Meanwhile, Jeb Bush’s numbers are dwindling somewhere within the 2012 range between Michele Bachmann and Newt Gingrich. He’s the real life-version of the robotic, soulless, gaffe-prone Mitt Romney we parodied in the last election cycle. Not only does he have the baggage of the worst presidency in our lifetime in his genes, he also has no record of accomplishment beyond winning the birth lottery and serving as Florida’s governor during the inflationary curve of a housing bubble. And he thinks other people don’t understand the value of “earned success.”
Mitt has actually helped some people — and not just by losing in 2012. He’s an extraordinarily charitable dude, especially to his church. And his health care reforms were largely driven by Democratic ideas, but he made them law in Massachusetts and helped sanctify a template that has now greatly expanded health coverage in 2016 America.
Mitt ran against his own reforms in 2012, promising that they would destroy America as we know it. He did this because his past record of being pro-choice and backing health insurance for poor people appeared to doom his primary campaign. But Trump has proved there’s a simple response to any Republican who dares question his conservative credentials: Reagan was once a Democrat, and I’m more scared of brown people than you are.
Jeb Bush is trying to rerun Mitt Romney’s 2012 campaign — but as a farce.

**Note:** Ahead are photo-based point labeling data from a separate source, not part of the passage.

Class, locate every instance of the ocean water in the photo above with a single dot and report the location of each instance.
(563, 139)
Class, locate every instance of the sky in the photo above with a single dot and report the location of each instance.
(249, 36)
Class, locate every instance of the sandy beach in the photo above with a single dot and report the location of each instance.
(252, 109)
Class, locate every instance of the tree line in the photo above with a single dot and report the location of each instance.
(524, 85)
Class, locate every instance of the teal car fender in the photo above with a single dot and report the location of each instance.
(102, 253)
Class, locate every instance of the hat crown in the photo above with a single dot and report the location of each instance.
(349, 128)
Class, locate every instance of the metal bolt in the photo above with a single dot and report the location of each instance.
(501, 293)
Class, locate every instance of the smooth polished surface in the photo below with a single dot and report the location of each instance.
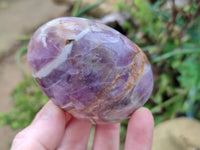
(89, 69)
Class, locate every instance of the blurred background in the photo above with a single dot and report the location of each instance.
(168, 31)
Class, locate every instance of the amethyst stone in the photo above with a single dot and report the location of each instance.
(89, 69)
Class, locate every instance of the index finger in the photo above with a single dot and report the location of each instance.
(140, 130)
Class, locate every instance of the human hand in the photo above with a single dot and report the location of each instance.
(53, 129)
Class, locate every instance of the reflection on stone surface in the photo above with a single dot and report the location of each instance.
(89, 69)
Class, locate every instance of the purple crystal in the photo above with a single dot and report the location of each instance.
(89, 69)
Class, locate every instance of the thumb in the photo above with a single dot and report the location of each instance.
(45, 132)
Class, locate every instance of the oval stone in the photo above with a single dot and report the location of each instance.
(89, 69)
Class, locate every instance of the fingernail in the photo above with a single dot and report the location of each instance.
(48, 111)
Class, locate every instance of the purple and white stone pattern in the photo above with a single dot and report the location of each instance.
(89, 69)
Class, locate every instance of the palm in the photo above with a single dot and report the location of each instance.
(54, 129)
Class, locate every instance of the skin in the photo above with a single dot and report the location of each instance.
(53, 129)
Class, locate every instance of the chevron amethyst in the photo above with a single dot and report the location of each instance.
(89, 69)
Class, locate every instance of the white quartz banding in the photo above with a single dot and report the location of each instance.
(46, 70)
(43, 72)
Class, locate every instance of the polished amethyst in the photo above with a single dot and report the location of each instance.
(89, 69)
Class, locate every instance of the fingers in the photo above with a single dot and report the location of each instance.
(106, 137)
(76, 135)
(45, 132)
(140, 130)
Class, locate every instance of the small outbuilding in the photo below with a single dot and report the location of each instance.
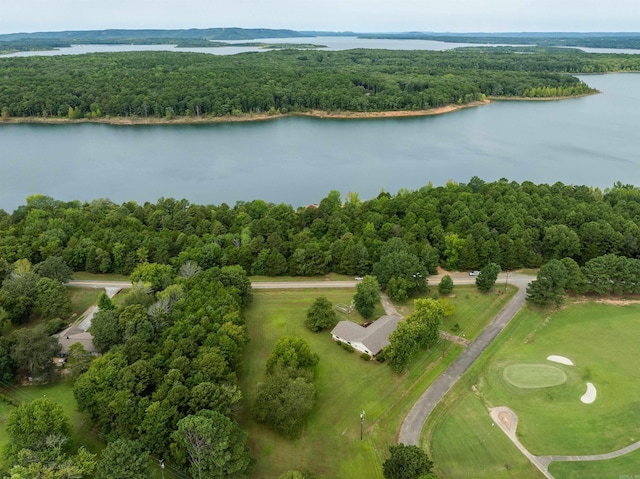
(370, 339)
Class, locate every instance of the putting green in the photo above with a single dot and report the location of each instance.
(533, 376)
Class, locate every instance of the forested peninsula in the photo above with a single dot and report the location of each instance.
(457, 226)
(164, 86)
(175, 345)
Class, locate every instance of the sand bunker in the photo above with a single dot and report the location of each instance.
(532, 376)
(560, 359)
(590, 395)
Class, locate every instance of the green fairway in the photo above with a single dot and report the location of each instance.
(62, 393)
(532, 376)
(86, 276)
(602, 341)
(473, 309)
(624, 467)
(82, 299)
(346, 385)
(465, 444)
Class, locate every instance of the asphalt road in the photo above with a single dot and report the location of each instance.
(414, 421)
(458, 278)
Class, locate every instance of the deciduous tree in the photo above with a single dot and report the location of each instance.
(214, 446)
(487, 277)
(406, 462)
(367, 296)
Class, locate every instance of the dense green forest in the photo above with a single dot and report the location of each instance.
(174, 346)
(166, 84)
(459, 226)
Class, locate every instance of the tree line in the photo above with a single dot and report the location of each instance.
(169, 84)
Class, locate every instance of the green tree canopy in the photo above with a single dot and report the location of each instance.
(549, 285)
(406, 462)
(283, 402)
(446, 285)
(123, 458)
(487, 277)
(33, 352)
(367, 296)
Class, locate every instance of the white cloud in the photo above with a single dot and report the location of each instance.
(355, 15)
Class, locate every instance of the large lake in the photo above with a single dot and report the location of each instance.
(328, 43)
(592, 140)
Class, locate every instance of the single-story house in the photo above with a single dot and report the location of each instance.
(76, 335)
(368, 340)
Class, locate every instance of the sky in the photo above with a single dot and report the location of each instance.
(332, 15)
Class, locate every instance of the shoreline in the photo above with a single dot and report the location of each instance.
(188, 120)
(546, 98)
(249, 117)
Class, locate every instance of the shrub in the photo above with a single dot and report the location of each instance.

He refuses to be complicit in the xenophobia that’s supercharging the campaigns of Trump and Ben Carson — but he assumed that relatively decent position with an attitude reeking of condescension — and it quickly fell apart as he mysteriously decided to utter the “anchor baby” slur that immigration activists despise.

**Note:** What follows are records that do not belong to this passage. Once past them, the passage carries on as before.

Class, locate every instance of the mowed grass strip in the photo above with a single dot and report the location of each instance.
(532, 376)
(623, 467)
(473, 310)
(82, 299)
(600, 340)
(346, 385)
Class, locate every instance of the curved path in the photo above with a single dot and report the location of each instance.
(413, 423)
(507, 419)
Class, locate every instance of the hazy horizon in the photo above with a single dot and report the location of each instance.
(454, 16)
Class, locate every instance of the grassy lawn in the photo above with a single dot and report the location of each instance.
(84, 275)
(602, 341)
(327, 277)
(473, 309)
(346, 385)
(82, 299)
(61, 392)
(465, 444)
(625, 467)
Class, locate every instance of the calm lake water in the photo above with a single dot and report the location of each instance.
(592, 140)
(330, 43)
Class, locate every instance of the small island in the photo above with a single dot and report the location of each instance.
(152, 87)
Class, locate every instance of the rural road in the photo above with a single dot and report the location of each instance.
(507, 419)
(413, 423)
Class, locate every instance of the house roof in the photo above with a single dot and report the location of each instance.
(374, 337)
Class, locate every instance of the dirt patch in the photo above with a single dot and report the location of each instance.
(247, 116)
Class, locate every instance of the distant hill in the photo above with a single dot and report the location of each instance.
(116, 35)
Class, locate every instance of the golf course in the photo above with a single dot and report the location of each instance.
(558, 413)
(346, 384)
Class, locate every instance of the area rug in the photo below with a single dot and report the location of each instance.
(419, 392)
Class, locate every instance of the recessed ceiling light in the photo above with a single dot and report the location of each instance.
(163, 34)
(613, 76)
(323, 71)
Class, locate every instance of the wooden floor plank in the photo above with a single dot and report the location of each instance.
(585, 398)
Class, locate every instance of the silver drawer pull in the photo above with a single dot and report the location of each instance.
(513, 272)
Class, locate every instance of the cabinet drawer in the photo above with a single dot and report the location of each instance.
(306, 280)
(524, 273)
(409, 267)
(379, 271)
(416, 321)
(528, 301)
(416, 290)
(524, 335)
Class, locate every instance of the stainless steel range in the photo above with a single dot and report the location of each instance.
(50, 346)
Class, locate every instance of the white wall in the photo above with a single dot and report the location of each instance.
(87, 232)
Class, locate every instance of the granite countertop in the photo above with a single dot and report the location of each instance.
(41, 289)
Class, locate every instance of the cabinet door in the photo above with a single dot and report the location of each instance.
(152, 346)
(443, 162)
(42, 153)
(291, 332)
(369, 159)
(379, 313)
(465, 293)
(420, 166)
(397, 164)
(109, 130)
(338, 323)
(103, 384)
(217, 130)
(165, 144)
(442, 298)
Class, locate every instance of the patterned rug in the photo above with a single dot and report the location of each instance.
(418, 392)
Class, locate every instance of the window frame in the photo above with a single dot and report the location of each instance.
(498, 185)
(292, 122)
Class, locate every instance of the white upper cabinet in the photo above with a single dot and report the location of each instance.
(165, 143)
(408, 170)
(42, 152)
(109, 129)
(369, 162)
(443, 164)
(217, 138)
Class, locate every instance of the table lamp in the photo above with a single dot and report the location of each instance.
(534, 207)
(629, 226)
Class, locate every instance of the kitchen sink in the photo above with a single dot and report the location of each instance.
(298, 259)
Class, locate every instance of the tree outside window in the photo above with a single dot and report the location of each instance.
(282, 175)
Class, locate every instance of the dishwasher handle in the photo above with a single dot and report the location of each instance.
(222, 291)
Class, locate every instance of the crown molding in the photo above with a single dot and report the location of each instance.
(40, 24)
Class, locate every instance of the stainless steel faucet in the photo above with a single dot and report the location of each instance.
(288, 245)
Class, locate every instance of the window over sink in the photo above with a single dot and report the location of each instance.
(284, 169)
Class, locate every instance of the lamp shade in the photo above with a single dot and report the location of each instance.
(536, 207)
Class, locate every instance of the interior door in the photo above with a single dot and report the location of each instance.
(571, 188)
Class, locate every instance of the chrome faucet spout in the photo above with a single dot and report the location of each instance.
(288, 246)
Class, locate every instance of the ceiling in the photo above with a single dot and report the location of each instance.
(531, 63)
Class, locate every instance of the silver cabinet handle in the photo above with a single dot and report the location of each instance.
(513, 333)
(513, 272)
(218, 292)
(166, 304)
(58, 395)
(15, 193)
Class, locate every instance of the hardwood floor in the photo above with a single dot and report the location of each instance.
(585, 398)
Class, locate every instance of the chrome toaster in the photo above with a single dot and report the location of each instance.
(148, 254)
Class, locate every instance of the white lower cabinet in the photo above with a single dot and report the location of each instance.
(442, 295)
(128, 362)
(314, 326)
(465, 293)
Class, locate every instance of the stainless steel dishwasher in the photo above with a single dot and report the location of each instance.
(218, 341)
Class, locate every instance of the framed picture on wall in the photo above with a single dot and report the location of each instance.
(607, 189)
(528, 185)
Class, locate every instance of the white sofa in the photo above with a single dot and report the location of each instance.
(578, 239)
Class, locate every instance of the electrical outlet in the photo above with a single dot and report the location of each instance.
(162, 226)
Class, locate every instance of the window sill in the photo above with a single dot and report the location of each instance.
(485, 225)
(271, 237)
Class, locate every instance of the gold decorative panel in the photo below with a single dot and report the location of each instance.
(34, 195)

Beyond that, he’s repeating many of Romney’s worst errors — going after Planned Parenthood, for instance — but framing it in impossibly offensive ways (“I’m not sure we need half a billion dollars for women’s health issues“) that demand immediate revision.
When Bush said of the mass shooting at an Oregon community college last week that “Stuff happens,” his remark was wrenched from context to make him seem more heartless. But he wasn’t just being tin-eared. He was expressing his actual policy toward murderous rampages like this latest tragedy and Sandy Hook: We have to expect them and not overreact by trying to prevent them.

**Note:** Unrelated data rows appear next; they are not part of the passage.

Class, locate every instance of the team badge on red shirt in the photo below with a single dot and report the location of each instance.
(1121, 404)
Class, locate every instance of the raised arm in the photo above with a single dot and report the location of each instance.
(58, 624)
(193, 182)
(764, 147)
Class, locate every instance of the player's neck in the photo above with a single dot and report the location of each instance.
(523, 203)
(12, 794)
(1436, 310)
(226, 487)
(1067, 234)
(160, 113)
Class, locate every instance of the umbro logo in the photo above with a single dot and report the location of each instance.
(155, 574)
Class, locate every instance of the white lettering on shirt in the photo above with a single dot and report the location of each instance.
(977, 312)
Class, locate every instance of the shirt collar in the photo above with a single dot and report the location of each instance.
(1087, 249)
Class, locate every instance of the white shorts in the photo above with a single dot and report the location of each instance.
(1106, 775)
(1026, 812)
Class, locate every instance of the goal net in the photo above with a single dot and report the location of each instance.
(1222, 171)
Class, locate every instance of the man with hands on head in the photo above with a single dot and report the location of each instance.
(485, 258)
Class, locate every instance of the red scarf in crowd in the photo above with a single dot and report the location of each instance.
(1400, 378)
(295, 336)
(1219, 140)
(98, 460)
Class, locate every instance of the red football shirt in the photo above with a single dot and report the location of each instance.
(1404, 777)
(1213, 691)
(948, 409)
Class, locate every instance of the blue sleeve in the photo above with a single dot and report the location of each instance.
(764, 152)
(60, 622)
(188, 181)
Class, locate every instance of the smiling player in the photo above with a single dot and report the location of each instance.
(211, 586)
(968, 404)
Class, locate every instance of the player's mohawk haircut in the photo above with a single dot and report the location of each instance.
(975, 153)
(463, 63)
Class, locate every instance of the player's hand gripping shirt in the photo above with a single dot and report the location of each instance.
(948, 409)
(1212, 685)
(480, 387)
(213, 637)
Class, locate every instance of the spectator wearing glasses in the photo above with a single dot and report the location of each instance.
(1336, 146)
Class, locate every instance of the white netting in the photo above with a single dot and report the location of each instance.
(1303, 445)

Mitt Romney tried to pretend he wasn’t cutting his own taxes because he knew that was a terrible message to send, given that he was trying to gut Social Security and Medicare because of “debt concerns.” Jeb Bush admits that his tax cuts would give him $3 million a year as he proposes immediate cuts to Social Security. “I mean, that’s just the way it is,” he said.
He’s arguing that we can’t afford the current version of the program that keeps many, many Americans out of poverty, but we can afford $3.6 trillion in tax breaks that go mostly to the rich AND a third Bush War in Iraq.
It’s awful enough when a Republican promises to reprise the worst policies of the second Bush administration. But when an actual Bush does so, with zero humility and no sense of the tremendous damage that his brother’s actions have done to America and the world, it’s offensive beyond description.
And watching him applaud his brother for “keeping us safe” because only one 9/11 — along with one Iraq War, one Katrina non-response, and one disastrous financial crisis — happened on W.’s watch, there aren’t enough metaphorical thrown shoes in the world to display the proper amount of derision. And now it seems he wants to drag W. out on campaign trail.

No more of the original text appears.